While innovative design in the label’s women’s wear line helped distinguish it as a serious label interested in advancing design in Nigeria (honorable mentions would be the label’s Spring 15 collection that saw take on the Niger Delta’s traditional menswear and rework it for women and the label’s Spring 16 print collaboration with fetish artist Laolu Sebanjo), the label has marketed itself as the menswear label you went to for an ‘edgy’ twist on the classic. This ideal was  interpreted as a conveyor belt of suits differentiated only by where they fall on the colour wheel or what ‘unexpected’ print that got its day on the runway. We came to expect excellent tailoring from the label, but little else. And with the sheer number of younger ‘bespoke’ menswear labels that poured into the industry, it became harder and harder to distinguish the label from the fray.

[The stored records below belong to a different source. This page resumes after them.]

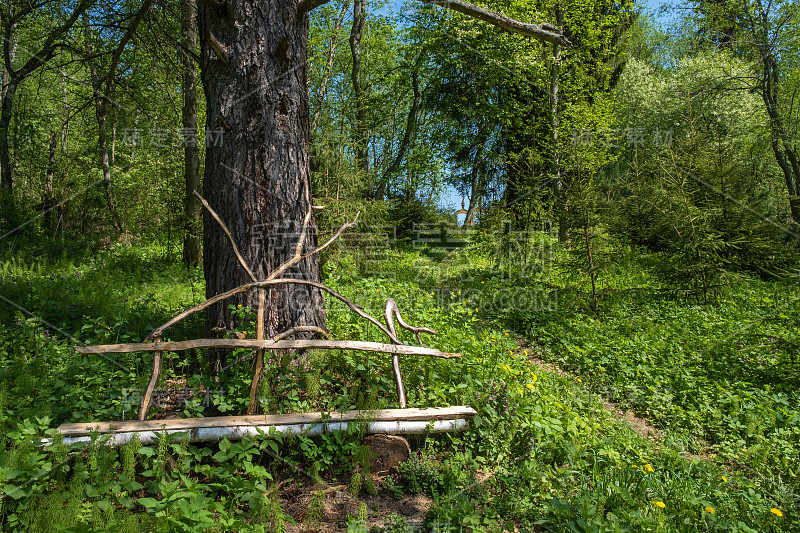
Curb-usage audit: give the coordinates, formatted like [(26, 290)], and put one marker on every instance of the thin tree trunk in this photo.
[(6, 176), (474, 198), (253, 59), (323, 86), (361, 133), (557, 183), (9, 89), (781, 145), (48, 184), (408, 134), (191, 152), (101, 112)]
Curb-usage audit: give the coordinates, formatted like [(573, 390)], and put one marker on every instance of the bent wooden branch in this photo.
[(228, 233), (258, 284), (536, 31), (394, 421), (269, 344)]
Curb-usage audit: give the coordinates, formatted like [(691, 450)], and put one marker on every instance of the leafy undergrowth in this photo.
[(543, 454)]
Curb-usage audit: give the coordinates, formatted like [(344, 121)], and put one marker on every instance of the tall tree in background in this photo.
[(360, 96), (767, 35), (191, 150), (53, 22), (103, 72), (253, 58)]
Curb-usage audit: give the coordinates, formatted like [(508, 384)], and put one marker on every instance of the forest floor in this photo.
[(654, 414)]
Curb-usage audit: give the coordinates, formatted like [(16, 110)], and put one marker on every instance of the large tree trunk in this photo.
[(191, 151), (253, 59)]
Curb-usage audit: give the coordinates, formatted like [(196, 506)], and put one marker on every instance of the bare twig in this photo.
[(297, 257), (278, 337), (298, 344), (151, 386), (228, 233)]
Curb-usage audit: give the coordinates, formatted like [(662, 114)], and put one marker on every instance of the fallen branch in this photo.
[(269, 344), (228, 233), (248, 286)]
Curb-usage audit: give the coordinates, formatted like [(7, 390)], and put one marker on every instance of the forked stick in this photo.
[(228, 233)]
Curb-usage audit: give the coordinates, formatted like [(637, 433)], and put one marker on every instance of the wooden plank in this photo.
[(309, 344), (397, 427), (178, 424)]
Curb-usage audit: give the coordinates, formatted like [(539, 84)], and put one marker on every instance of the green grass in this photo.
[(556, 459)]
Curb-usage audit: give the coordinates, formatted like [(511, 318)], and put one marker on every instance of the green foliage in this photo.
[(542, 452)]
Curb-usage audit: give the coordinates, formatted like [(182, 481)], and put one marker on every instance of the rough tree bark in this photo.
[(191, 151), (12, 77), (253, 58)]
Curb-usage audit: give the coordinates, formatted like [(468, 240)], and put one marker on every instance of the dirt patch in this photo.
[(637, 423), (387, 451), (327, 509)]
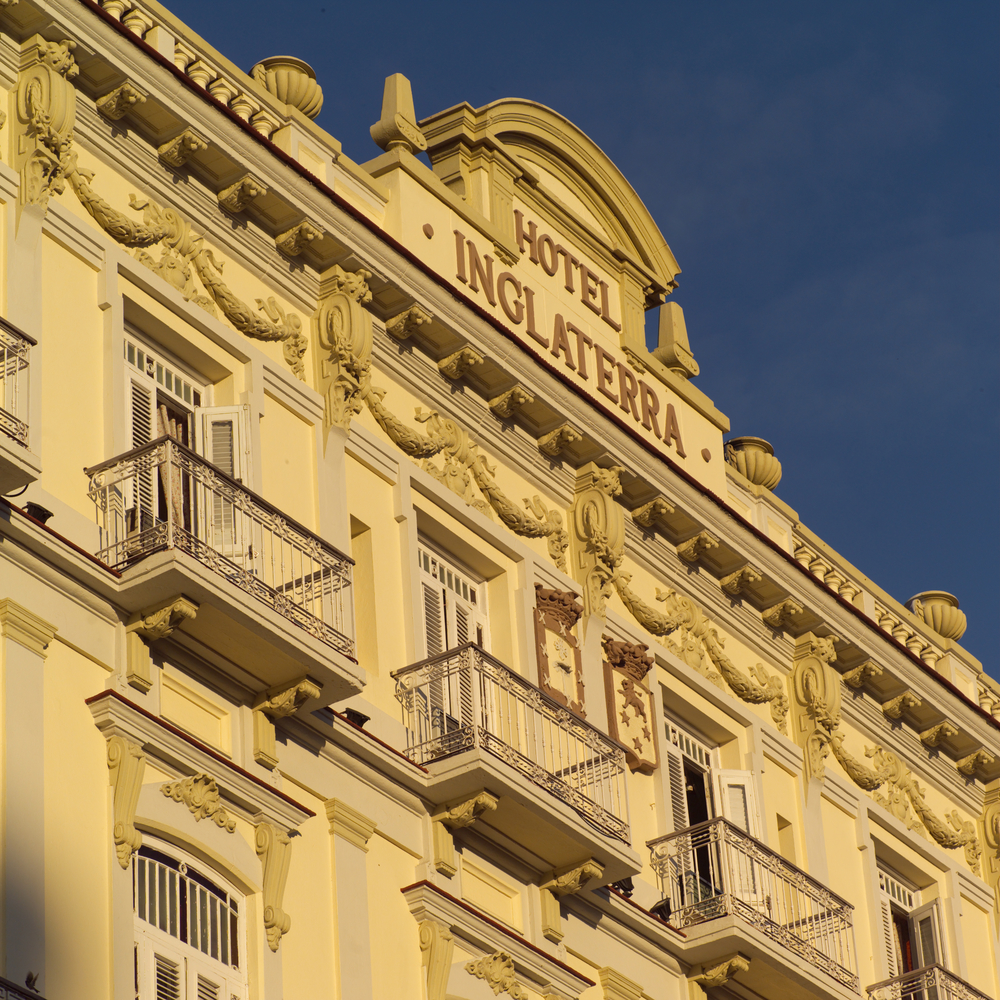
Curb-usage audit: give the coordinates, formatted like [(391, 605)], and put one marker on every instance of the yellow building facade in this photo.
[(381, 620)]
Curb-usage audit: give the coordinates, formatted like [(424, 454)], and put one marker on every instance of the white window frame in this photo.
[(453, 601), (199, 976)]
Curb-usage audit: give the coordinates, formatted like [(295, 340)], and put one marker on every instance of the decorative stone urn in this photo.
[(292, 81), (754, 458), (939, 610)]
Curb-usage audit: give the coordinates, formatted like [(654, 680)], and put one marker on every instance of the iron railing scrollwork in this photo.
[(466, 698), (715, 869), (165, 496), (932, 982), (14, 350)]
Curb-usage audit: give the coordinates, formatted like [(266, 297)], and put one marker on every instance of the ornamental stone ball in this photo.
[(940, 611), (292, 81), (754, 459)]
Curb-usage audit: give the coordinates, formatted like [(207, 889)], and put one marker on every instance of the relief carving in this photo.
[(560, 665), (200, 794), (630, 703), (126, 763), (344, 333), (275, 852), (120, 101), (497, 970)]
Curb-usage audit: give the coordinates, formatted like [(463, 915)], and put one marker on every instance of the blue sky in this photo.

When it was announced Mai Atafo had been invited to show (a second time) at the South Africa Menswear Week Spring 17 showcase, we wondered if this was this push the label needed to up its game. Turns out it was. Not much changed at first glance, the clothes are still easy to the point of distraction, but there is one important difference. There are no more gimmicks. Mai Atafo this season draws entirely from the creative director’s personal wardrobe. Kaftans, shirts, bomber jackets, and trench suit cut like a wrap dress, each piece is simply designed to fit right into the everyday man’s wardrobe. We were delighted to see save for a handful of burnt yellow ensembles (old habits die hard) the palette was matte, the clothes ran the spectrum of what a modern metrosexual might require in their everyday life.

Accepting that their clothes (and price points) are only truly accessible to an older demographic with less leeway for experimentation allowed the label do their best work. It took half a decade but here we are.